Excerpts from greetings read by Archbishop Sean P. O'Malley of Boston to Pope John Paul II yesterday at Castel Gandolfo.
''Our recent history is one of great pain because of the tragedy of clerical sexual abuse with its all devastating consequences. As a church we are striving to bring healing to all of those affected by this crisis. Oftentimes the victims and their families were among those most committed to the life of the church, and so the abuse has been experienced as the most serious betrayal.
''Our Catholic faith assures us that our God is so loving and powerful that He brings good out of evil. We are humbled by our sins and offenses but confident that God does not forsake us and calls us to strive for healing and reconciliation.
''The pain of these recent years has certainly convinced us of the importance of prayer in our lives. As you reminded us in Novo Millenio Ineunte, Christians cannot survive in today's world on a superficial prayer life. All of our pastoral programs must have prayer as their foundation in order that we find the strength to carry out the mission of the Church, with humility, love and mercy.

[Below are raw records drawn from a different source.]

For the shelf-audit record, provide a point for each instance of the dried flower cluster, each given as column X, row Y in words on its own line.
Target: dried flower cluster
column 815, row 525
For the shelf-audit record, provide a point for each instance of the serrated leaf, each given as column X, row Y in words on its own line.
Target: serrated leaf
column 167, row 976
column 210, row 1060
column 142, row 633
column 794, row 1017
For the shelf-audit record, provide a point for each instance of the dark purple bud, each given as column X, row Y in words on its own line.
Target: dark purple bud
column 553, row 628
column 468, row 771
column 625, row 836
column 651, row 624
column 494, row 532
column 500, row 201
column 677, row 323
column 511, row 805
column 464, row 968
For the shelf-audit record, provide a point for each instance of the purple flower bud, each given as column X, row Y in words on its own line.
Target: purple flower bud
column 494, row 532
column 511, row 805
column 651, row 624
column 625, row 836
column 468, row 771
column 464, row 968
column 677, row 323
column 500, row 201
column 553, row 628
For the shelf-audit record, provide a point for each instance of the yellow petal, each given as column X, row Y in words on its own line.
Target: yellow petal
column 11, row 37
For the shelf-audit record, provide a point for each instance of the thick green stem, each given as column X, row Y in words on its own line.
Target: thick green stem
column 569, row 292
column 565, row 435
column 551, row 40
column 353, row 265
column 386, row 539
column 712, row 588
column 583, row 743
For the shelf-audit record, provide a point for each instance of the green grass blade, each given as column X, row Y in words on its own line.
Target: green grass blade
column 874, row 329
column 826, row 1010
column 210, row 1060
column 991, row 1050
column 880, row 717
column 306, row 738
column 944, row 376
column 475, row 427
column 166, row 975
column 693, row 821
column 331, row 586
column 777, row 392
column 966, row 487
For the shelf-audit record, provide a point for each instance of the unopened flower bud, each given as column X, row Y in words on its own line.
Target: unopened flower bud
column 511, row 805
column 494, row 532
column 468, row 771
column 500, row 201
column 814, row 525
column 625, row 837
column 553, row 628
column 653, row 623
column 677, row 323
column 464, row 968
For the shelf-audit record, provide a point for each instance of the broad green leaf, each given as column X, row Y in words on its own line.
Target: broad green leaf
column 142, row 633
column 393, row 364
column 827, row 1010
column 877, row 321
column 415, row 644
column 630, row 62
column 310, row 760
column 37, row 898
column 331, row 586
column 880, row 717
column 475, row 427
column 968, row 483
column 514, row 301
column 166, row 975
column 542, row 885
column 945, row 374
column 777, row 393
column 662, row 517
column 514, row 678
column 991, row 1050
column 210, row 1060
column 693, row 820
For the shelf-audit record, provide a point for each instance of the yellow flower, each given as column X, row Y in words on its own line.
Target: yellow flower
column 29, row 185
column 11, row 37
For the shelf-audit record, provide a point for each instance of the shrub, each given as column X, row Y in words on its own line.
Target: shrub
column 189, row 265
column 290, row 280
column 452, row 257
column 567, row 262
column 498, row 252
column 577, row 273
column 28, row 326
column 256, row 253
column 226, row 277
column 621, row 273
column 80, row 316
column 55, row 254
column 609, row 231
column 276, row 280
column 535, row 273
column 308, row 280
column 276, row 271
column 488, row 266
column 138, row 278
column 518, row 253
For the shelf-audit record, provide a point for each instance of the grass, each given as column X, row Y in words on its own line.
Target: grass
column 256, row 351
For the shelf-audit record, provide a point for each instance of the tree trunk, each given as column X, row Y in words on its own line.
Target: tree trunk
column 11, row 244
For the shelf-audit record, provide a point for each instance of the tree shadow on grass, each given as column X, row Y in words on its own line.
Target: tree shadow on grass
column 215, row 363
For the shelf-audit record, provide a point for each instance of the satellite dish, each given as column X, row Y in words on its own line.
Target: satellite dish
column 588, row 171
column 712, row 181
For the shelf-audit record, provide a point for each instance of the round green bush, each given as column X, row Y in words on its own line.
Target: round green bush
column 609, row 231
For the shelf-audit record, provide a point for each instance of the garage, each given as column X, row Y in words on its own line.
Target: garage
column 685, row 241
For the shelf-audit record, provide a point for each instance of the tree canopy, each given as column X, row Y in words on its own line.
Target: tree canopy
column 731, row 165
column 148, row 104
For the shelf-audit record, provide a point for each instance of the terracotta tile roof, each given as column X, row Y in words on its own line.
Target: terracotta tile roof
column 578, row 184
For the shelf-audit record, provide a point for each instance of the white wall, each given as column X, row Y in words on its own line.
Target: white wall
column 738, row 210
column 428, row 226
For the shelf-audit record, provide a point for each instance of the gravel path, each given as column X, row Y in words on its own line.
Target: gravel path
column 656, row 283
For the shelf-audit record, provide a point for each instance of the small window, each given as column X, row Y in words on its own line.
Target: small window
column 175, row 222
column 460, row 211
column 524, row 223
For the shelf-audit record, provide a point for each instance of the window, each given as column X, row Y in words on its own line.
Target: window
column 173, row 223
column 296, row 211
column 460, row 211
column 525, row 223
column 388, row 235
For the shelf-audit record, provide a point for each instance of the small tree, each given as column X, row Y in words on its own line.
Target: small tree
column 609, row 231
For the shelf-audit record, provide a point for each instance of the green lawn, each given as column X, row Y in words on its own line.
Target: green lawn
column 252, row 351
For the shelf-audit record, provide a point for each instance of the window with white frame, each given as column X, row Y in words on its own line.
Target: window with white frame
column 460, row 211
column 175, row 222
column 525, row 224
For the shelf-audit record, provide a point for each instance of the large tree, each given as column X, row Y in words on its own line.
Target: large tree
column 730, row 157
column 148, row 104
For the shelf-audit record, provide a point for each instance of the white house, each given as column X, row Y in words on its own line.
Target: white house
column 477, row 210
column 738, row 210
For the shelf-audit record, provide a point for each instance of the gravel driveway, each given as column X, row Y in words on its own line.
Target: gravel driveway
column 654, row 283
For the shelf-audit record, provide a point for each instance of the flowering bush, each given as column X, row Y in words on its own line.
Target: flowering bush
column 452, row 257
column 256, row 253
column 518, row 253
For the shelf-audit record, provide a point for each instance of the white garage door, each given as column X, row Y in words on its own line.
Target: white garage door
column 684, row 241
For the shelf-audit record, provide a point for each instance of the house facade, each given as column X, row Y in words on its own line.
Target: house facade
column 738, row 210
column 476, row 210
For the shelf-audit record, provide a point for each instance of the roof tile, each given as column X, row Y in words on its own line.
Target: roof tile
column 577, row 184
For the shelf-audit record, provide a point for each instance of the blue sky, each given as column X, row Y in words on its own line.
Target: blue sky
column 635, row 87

''We thank you for all that you do to confirm our faith and to lead the Church of Christ on the path of fidelity and service. Your many writings, your outreach to the youth, and your missionary journeys have inspired us all in our pastoral ministry. We are particularly grateful for your unceasing defense of human life when it is most vulnerable, the life of the unborn and of those whose lives are slipping away."
Excerpts from Pope John Paul II's remarks to the visiting bishops from New England: ''The church in the United States has long been committed to making her voice heard in public debate in the defense of fundamental human rights, the dignity of the person and the ethical requirements of a just and well-ordered society. In a pluralistic nation like your own, this has necessarily involved practical cooperation with men and women of various religious beliefs, and with all people of good will, in the service of the common good. I am deeply appreciative of your continuing efforts to promote ecumenical and inter-religious dialogue on every level of the church's life, not only as a means of overcoming misunderstandings between believers, but also for fostering a sense of common responsibility for the building of a future of peace. As the tragic events of 11 September 2001 have made clear, the building of a global culture of solidarity and respect for human dignity is one of the great moral tasks confronting humanity today. In the end, it is in the conversion of hearts and the spiritual renewal of humanity that the hope of a better tomorrow lies, and here the witness, example and cooperation of religious believers has a unique role to play.
''More than once in the course of these meetings I have told you of my admiration for the outstanding contribution which the Catholic community in the United States has made to the spread of the Gospel, the care of the poor, the sick and those in need, and the defense of fundamental human and Christian values. Today I wish to encourage you, and through you, all the Catholics of America, to continue to bear faithful testimony to the truth of Christ and the power of his grace to inspire wisdom, reconcile differences, heal wounds and point to a future of hope. The church in your country has been chastened by the events of the past two years, and much effort has rightly been expended on understanding and addressing the issues of sexual abuse which have cast a shadow on her life and ministry. As you continue to confront the significant spiritual and material challenges which your local churches are experiencing in this regard, I ask you to encourage all the faithful -- clergy, religious and lay -- to persevere in their public witness of faith and hope, so that Christ's light, which can never be dimmed, will continue to shine forth in and through the Church's entire life and ministry."